Tuesday, September 10, 2013

Back to the races

Networking would not be so exhausting if temperatures hadn't climbed so high today. Scorching! My car's sensor said 101 degrees Fahrenheit. It was enough to melt my memory, so I left my homework for tomorrow's session in the flat file. Oh, well. But I had a wonderful visit to ICA today, which includes huge open lab space, so I got to meet lots of conservators and the majority of the people in this photo. Their photographer worked at Oberlin for years and was the very first person to shoot slides for me. I hired him on the advice of a professor, and meeting him again today after 14 years made me wonder if my best experiences with photographers are with very tall ones.

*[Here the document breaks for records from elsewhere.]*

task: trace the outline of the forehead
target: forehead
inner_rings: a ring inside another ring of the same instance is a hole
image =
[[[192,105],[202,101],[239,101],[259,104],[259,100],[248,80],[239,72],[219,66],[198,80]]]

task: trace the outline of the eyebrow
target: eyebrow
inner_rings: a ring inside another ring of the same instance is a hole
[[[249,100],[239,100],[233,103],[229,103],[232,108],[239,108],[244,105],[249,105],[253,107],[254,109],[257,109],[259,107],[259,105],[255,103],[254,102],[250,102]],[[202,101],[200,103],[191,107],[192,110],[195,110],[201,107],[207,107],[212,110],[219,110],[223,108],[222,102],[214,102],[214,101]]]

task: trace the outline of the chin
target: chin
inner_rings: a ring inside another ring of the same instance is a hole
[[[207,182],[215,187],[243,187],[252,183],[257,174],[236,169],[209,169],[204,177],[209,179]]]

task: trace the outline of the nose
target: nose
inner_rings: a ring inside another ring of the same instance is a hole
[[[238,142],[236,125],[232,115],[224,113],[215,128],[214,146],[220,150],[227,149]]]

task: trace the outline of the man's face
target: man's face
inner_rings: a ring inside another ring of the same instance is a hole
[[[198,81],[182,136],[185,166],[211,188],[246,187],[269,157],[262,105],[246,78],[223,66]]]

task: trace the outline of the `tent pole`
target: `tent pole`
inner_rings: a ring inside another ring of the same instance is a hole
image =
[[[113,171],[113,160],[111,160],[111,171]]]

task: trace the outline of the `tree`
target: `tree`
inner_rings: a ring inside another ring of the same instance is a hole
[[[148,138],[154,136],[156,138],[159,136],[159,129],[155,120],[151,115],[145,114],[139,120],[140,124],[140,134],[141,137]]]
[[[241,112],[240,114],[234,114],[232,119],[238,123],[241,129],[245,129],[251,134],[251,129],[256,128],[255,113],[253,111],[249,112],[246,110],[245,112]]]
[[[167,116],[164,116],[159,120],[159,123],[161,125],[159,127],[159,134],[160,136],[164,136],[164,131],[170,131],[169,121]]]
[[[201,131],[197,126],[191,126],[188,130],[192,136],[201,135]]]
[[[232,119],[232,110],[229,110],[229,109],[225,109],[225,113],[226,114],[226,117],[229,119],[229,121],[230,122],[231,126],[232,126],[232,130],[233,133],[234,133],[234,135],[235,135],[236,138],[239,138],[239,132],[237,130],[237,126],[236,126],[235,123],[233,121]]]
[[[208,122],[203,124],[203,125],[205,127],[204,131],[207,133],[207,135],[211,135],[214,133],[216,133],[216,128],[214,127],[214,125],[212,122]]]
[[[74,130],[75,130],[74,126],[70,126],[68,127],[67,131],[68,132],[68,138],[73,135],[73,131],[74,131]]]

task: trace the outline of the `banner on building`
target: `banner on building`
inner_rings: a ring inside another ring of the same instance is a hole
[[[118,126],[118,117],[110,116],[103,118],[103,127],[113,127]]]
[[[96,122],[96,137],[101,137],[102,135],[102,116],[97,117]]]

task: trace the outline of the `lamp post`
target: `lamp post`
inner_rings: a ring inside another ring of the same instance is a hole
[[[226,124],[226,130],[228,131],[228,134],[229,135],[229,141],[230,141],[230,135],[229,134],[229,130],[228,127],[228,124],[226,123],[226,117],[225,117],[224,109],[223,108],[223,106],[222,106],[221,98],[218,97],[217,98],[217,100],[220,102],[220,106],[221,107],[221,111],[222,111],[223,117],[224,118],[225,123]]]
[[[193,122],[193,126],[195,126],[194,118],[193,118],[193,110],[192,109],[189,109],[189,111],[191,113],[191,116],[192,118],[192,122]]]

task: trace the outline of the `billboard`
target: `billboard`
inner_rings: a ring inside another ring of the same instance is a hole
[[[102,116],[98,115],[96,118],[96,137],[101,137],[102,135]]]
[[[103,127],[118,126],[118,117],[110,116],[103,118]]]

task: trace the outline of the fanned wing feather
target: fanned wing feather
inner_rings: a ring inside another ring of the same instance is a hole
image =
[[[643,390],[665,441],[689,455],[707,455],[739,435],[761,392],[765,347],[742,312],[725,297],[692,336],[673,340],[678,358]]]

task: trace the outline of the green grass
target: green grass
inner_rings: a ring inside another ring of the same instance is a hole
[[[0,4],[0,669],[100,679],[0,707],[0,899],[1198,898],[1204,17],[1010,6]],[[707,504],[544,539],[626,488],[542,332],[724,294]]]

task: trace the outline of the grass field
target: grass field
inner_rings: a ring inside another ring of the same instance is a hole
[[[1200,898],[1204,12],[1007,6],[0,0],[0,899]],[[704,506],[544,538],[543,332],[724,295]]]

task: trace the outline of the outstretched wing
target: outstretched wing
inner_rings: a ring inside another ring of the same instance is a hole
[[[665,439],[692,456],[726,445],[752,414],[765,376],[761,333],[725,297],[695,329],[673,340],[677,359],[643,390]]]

Anyhow, it was jolly good fun. Conservators are a breed of people I feel a certain kinship to, and in another life I might have gone that route. I saw the most amazing Man Ray pipe with glass bubble (Ce qui manque à nous tous), huge WPA murals, 18th century painted chairs, large survey maps of the parks being built in Cleveland down to every last tree (each tree marked with a central circle and a larger one to indicate its size and even its type: butternut, cherry, oak, beech, you name it), a Native American drawing, a Warhol print, a large textile and its replica from the Hayes House, and a flaking but gorgeous French painting. Lots of ideas to consider, and yet another wagonload of people and places to approach.

Then, back to the Morgan for a meeting and finishing up the huge screen that Tom and I started yesterday. He had made eight beautiful panels to be displayed four on each side of a double-hinged folding screen, out of big-ass-type sheets. One was the giving tree, where donors names printed onto leaves will be attached (for this weekend's garden dedication, which is why the place has been whipped in to the usual pre-event frenzy). The other side is more abstract, but just as lovely. He made the custom screen after the sheets were made and was wondering about the best way to adhere the huge sheets on either side of the thin primed plywood in each panel. I mixed up some methylcellulose and he found a big paint roller and flat tray so we could make some slow PVA. It took a little bit of a learning curve but by the last set today, we were ready to start a screen-making business! That's a joke, but it was nice to work together because we do that well. Of course, I got a handful of bites each day, no surprise.

The real work week has begun! And I forgot to mention that two of my pieces from a 2009 national park residency are in an online exhibit.